Effects of cordycepin on biochemical indices related to learning and memory in excessive fatigued mice
Further examination of neurotransmitters revealed that, compared to the Con + saline group, the levels of ACh and Glu in the hippocampal tissue of mice in the Ex + saline group were significantly reduced, while the levels of ACh and Glu in the hippocampal tissue of the cordycepin-treated group were notably higher than those in the Ex + saline group (Fig. 4F, G). GABA and 5-HT levels in the hippocampal tissues of mice in the Ex + saline group were higher than those in the Con + saline group, and were further decreased in the cordycepin group (p < 0.01 vs Ex + saline group) (Fig. 4H, I). These findings suggest that cordycepin may enhance learning and memory capacity by significantly improving the neurotransmitter levels associated with learning and memory function in mouse hippocampal tissues affected by exercise fatigue.
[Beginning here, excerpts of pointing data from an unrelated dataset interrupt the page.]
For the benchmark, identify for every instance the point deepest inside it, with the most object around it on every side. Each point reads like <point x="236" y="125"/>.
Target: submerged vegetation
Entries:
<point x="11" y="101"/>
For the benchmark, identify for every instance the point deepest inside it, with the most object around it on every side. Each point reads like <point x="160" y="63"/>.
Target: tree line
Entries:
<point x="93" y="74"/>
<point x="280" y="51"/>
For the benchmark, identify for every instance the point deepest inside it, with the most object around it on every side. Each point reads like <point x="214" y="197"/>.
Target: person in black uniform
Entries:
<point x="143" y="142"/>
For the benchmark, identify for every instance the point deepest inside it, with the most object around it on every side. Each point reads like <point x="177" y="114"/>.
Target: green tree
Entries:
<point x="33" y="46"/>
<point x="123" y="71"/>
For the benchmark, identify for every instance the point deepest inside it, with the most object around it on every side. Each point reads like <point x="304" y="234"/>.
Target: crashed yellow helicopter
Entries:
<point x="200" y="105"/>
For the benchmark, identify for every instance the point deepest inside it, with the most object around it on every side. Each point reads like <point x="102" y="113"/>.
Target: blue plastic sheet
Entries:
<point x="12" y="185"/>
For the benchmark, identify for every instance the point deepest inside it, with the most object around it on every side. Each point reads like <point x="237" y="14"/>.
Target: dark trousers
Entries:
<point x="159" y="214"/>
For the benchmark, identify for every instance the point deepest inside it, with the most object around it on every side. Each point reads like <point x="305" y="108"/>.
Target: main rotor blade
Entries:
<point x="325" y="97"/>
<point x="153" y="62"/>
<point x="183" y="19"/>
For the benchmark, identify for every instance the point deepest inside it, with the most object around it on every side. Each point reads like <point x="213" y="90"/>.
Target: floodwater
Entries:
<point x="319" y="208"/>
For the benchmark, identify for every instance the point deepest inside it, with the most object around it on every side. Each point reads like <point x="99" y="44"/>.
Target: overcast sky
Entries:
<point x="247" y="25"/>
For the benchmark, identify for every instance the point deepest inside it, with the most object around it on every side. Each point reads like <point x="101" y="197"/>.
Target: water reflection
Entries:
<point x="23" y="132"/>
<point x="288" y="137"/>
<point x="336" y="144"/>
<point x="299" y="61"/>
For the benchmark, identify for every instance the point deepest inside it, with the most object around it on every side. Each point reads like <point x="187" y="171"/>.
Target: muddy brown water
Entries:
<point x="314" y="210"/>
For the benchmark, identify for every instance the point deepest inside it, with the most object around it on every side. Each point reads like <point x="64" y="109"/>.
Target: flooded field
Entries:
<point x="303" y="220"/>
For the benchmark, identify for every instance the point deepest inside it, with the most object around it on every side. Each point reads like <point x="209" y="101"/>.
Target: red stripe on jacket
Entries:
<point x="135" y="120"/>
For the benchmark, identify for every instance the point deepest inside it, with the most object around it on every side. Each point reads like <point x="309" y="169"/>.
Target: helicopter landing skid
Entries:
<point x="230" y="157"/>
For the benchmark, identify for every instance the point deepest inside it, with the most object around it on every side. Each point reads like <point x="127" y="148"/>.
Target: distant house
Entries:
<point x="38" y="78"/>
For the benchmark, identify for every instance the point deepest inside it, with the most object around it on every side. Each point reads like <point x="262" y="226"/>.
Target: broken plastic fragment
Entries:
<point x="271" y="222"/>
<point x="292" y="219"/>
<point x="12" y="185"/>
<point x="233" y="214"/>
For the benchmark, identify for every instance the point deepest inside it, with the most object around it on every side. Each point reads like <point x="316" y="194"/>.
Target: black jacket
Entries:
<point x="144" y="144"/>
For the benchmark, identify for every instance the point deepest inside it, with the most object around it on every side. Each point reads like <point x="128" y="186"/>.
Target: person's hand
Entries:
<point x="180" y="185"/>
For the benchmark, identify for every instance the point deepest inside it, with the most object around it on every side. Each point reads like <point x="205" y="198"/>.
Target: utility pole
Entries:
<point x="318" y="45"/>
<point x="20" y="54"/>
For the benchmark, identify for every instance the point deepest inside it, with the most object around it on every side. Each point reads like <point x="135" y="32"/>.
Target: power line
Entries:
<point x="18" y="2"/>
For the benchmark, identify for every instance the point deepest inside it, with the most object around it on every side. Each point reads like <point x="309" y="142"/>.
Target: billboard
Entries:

Effects of cordycepin on the behavioral test of SAB in excessive fatigued mice
In a study conducted by Sun et al.16, it was found that excessive exercise or training can negatively impact the learning and memory abilities of animals, thereby affecting their cognitive function. The Y-maze test was employed to investigate the effects of exercise fatigue on learning and memory abilities in mice and the potential role of cordycepin in mitigating these deficits. The results depicted in Fig. 5B, C revealed no significant difference in the total number of arms entered between the control and drug groups. However, a notable disparity was observed in the number of correct arms that were entered. Notably, cordycepin administration led to a significant increase in the percentage of relative alterations in mice, particularly at a dose of 10 mg/kg (showing 62.83%, p < 0.01 vs Ex + saline group), surpassing the effects observed at doses of 5 mg/kg and 25 mg/kg. These findings suggest that cordycepin effectively ameliorates the learning and memory abilities of mice experiencing exercise fatigue.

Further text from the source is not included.